3. Operator split and parallel: In the following example, EPL will split the model definition under split scope and place it on different GPU cards for parallel computation.

4. Meanwhile, EPL supports the combination and nesting of the above parallel policies to form a variety of hybrid parallel policies. For more examples, please refer to the documentation and examples in the open source code.

3 Video memory optimization

As models grow, GPU memory often becomes a bottleneck in training large models. EPL provides multi-dimensional video memory optimization technology, which greatly optimizes training video memory digestion.

  • Recomputation (Gradient Checkpoint) : Normal DNN forward processes generate activation that is used for Gradient computation in backward processes. Therefore, forward activation remains in video memory until a gradient is generated. Activation size depends on model structure and batch size and is usually very high. Gradient Checkpoint (GC) changes time for space by reserving some activation during forward propagation and recalculating the released activation during backpropagation. An important part of GC is how to select the appropriate checkpoint, which can save video memory and ensure performance without affecting convergence. EPL provides automatic GC function. Users can enable GC optimization with one click.
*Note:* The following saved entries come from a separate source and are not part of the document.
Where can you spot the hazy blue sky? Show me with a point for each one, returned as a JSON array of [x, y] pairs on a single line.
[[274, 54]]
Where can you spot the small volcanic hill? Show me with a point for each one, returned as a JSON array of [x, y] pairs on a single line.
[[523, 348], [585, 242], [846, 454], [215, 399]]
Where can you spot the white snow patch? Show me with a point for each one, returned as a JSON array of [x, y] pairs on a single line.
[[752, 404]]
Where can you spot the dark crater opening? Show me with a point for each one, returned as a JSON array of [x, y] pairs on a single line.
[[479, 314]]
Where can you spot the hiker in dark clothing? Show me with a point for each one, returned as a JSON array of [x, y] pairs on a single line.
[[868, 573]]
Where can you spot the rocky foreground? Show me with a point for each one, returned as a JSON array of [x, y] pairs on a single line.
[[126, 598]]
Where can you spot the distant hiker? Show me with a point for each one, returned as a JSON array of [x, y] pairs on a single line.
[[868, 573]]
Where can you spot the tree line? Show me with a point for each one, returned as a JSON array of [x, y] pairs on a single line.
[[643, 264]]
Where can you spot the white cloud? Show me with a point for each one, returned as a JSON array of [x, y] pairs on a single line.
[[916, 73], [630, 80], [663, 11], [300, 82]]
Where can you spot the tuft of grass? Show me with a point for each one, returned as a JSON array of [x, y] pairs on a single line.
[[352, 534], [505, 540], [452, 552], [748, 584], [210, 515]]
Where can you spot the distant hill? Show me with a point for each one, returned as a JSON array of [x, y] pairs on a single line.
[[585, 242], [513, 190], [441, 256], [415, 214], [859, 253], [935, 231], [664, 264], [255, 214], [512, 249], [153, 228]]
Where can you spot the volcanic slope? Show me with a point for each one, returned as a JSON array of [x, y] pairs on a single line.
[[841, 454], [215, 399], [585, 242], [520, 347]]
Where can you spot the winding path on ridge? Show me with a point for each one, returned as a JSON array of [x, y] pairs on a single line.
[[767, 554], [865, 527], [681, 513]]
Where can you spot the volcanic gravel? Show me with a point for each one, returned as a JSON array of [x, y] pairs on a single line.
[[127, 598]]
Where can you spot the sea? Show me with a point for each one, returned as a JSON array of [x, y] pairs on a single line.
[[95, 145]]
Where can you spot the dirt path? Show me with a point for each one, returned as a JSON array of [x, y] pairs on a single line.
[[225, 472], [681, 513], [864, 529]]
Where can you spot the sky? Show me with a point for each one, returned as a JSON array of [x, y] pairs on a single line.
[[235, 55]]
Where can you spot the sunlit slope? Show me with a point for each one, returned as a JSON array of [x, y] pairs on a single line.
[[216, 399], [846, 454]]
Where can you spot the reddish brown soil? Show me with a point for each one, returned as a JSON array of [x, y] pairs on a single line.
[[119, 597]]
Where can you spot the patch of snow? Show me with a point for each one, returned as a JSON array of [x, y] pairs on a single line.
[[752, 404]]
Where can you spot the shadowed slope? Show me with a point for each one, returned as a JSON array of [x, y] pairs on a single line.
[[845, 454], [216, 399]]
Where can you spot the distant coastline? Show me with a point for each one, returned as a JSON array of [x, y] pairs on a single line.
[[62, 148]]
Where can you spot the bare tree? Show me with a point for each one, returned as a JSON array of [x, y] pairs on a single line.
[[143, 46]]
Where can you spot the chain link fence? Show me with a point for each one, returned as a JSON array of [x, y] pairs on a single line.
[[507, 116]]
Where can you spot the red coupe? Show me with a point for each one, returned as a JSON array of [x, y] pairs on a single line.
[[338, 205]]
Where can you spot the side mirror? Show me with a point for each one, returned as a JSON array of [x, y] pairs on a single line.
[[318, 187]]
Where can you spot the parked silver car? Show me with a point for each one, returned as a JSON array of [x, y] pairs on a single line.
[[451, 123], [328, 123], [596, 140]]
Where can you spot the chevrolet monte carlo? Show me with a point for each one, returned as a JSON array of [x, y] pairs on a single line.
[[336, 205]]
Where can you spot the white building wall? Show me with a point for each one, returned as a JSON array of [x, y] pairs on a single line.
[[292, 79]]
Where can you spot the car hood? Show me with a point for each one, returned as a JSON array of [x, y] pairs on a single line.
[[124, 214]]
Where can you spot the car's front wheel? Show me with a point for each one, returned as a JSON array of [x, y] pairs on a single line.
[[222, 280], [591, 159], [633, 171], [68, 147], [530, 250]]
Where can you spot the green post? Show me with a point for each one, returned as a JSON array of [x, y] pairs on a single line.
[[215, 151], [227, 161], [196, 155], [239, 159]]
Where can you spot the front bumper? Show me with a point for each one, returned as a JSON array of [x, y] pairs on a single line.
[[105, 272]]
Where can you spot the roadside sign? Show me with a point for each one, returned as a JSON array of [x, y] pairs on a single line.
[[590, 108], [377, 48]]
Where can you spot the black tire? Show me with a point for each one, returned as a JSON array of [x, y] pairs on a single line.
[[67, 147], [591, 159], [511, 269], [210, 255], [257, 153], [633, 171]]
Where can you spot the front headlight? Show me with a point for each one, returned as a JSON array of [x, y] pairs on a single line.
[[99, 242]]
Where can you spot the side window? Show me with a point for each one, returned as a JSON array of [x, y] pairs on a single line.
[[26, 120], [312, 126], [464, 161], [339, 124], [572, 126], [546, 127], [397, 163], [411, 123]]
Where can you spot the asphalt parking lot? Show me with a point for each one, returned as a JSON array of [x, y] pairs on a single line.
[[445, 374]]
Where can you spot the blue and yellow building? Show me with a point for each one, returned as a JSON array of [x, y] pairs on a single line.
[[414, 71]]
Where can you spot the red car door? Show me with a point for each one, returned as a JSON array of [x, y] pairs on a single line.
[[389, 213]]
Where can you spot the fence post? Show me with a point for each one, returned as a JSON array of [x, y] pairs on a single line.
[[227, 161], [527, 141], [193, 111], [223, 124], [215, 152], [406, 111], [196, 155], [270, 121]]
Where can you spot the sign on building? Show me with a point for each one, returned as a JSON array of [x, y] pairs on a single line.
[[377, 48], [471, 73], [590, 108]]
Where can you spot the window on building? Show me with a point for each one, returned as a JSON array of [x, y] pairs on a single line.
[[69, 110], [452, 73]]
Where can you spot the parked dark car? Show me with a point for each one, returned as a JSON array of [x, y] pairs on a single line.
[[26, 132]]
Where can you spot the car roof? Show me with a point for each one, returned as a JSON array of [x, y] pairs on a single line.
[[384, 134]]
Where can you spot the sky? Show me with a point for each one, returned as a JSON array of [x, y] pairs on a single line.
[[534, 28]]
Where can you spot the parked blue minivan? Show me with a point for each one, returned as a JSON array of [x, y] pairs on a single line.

  • ZeRO: In parallel data scenarios, each card stores a copy of the model, optimizer state, and so on. This information is the same on each card, and there is a lot of redundancy. As the model gets larger, it’s easy to exceed the video memory limit of a single card. In a distributed scenario, the optimizer State and gradient fragments can be stored on different cards through an idea similar to DeepSpeed ZeRO, so as to reduce the consumption of persistent memory for a single card.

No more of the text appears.